Umfrage zu Sketchnotes für Federwelt Magazin

  • Hallo liebe 42er-Autoren,


    ich bin freie Journalistin und Autorin und arbeite derzeit an einem Beitrag zum Thema Sketchnotes für das Federwelt Magazin. Zu diesem Beitrag gehört auch eine Umfrage, deren Ergebnisse ich für den Beitrag aufbereiten will. Im Artikel werden natürlich keine Namen einzelner Teilnehmer genannt. Es geht darum, genug Antworten für eine aussagekräftige Auswertung zusammen zu bekommen. Dass ich die Umfrage hier posten darf, hat mir Frau Porath freundlicherweise genehmigt.

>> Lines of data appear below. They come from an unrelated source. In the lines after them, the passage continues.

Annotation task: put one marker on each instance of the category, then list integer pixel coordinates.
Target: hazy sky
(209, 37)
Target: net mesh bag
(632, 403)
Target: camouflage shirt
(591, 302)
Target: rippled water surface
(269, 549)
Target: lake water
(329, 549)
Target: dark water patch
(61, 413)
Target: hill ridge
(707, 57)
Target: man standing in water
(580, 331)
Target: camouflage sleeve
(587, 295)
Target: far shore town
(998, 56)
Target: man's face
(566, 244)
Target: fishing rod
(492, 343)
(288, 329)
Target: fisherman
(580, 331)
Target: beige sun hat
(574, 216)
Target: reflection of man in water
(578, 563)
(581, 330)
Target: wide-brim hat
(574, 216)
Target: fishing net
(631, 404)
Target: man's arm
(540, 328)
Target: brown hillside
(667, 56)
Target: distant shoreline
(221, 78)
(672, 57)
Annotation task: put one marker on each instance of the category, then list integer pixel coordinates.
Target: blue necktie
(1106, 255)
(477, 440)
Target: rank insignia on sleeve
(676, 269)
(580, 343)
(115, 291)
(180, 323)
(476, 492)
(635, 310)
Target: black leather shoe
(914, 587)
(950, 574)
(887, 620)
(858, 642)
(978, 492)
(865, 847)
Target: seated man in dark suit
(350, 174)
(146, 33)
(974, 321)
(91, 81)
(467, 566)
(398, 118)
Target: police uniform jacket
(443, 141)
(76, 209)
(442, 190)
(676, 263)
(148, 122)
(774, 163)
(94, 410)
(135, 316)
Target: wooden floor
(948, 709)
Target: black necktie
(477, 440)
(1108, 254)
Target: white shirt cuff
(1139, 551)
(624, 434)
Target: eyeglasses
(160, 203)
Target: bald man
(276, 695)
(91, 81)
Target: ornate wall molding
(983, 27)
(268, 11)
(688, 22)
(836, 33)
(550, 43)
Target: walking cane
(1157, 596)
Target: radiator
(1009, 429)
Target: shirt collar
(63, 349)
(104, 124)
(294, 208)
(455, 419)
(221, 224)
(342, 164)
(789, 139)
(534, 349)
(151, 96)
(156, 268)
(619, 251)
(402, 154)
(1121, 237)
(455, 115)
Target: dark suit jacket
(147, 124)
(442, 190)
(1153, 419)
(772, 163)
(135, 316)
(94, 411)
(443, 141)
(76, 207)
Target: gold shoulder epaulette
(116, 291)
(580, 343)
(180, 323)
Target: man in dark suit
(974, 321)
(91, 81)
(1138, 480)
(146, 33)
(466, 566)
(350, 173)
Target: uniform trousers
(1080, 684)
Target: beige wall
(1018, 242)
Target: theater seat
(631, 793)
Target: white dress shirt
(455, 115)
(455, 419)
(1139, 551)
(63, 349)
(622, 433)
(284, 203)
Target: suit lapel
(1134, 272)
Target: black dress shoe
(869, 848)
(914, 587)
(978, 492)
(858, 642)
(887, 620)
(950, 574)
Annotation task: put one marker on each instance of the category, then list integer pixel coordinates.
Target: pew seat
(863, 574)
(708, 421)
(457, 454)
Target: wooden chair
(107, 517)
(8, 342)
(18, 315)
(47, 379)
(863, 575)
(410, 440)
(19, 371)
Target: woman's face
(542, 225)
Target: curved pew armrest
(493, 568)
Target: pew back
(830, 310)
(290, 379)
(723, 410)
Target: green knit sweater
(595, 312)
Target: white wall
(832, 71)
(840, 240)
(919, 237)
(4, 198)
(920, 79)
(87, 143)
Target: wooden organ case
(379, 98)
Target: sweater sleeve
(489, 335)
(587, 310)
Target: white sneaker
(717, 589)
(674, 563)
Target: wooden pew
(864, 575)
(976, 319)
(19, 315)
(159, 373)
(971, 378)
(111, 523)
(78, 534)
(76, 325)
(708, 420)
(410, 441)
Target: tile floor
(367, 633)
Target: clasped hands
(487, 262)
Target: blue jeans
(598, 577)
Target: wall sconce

Wofür ich ihr an dieser Stelle noch einmal danken möchte.


    Ich würde mich freuen, wenn ihr daran teilnehmt.


    Hier die Fragen:


    1. Arbeitest du mit Sketchnotes?


    a) Falls nicht:


    2.a Warum nicht?

    3.a Kannst du zeichnen?

    4.a In welchem Genre schreibst du?


    b) Falls ja:


    2.b Für welche Arbeitsschritte nutzt du Sketchnotes?

    3.b Wie bist du zu der Arbeitstechnik gekommen?

    4.b Erstellst du Sketchnotes am PC oder auf Papier?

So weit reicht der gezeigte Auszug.